Researchers from Masaryk University in the Czech Republic and Maryland Cybersecurity Center (MCC) monitored suspicious organizations and identified four that sold Microsoft Authenticode certificates to anonymous buyers. The same research team also collected a trove of Windows-targeted malware carrying valid digital signatures.
“Recent measurements of the Windows code signing certificate ecosystem have highlighted various forms of abuse that allow malware authors to produce malicious code carrying valid digital signatures,” researchers wrote. In their work, the researchers also discovered several cases of potentially unwanted programs (PUPs), revealing that along with their ability to sign malicious code, bad actors are also able to control a range of Authenticode certificates.

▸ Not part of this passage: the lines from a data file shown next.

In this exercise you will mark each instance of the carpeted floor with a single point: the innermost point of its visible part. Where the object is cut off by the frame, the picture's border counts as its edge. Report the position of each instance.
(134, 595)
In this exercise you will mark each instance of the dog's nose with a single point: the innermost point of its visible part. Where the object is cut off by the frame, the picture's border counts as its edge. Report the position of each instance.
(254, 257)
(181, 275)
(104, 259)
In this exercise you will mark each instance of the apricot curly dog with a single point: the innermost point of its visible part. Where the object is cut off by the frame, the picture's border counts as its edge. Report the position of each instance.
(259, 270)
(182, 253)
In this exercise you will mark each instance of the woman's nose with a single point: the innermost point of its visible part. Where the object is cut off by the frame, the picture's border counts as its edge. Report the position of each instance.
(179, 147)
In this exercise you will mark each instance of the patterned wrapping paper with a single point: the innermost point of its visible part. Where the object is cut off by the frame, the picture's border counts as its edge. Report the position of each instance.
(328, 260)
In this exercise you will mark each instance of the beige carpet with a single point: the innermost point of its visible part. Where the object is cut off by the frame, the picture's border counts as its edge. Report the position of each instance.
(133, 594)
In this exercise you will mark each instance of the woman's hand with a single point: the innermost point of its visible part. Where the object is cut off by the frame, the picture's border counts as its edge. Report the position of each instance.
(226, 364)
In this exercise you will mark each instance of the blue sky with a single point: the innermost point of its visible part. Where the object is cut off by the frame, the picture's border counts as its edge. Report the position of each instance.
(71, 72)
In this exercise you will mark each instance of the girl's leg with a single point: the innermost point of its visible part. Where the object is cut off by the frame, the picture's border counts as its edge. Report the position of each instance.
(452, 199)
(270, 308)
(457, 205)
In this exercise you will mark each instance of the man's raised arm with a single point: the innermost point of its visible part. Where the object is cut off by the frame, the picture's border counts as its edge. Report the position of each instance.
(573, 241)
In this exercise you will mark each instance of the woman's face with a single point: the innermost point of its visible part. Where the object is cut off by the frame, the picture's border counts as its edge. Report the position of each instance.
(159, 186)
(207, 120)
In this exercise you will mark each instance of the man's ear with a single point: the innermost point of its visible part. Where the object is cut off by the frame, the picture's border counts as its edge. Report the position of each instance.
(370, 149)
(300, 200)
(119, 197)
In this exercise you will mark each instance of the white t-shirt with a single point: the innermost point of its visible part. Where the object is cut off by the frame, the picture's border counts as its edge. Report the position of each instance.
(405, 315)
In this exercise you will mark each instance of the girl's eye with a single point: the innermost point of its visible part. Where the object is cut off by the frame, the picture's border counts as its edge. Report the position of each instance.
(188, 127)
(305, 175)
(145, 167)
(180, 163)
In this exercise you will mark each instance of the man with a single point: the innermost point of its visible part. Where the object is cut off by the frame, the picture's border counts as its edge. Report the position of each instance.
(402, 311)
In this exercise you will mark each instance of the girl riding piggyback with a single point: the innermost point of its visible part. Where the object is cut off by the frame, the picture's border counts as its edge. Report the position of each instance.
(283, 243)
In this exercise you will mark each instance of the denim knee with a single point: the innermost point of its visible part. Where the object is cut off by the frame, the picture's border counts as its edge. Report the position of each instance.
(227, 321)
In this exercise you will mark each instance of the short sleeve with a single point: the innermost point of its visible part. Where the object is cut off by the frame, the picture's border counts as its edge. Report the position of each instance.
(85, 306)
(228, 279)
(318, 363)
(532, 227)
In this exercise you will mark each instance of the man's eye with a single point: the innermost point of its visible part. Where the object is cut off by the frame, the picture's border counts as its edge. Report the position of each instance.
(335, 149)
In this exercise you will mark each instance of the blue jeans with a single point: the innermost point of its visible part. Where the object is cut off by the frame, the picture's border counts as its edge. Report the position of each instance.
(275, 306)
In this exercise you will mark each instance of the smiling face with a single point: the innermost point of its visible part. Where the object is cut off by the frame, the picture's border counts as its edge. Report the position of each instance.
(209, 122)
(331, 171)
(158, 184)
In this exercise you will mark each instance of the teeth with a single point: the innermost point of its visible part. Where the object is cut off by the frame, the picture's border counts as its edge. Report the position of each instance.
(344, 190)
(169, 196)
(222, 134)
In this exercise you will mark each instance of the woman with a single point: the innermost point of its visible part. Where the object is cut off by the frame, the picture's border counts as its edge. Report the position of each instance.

Gaining this type of unauthorized access has traditionally been easy for attackers using drive-by downloads and phishing, according to Gabriel Gumbs, vice president of product strategy at STEALTHbits Technologies. “And while endpoint security achieved some increases in efficacy over the last five years with the evolution of end point protection platforms, we only ever treated the symptom – and the not cause – of permissive access,” Gumbs said.
“If an attacker can use a trusted signed certificate to install malware, then the malware will use the access rights granted to that user or the access rights left behind in the form of NTLM hashes to further penetrate the network,” he continued. “While this development is a worrying one, applying a least access privilege model would reduce the threat greatly.”
Because the value of stolen data will more than make up for the cost of a stolen certificate, malicious actors are inclined to pay for certificates in order to fly under the radar of most protection tools so that they can hide in plain sight as authorized software. “Malware purveyors seem focused on deep technical things until you see their real focus is actually a core business concept: ROI. Criminals are in it for the revenue, and they understand you have to spend money to make money,” added Jonathan Sander, chief technology officer at STEALTHbits Technologies.
The underground economy is growing because many organizations are rapidly expanding their use of code signing certificates. “They are foundational components in many applications and DevOps environments. Unfortunately, in many cases code signing certificates are secured by unsuspecting teams that are focused on delivering code quickly, which allows attackers to intercept them,” said Kevin Bocek, vice president of security strategy and threat intelligence at Venafi.
“Organizations must have full control over every code signing certificate they use, especially during the software development pipeline and signing process,” Bocek said.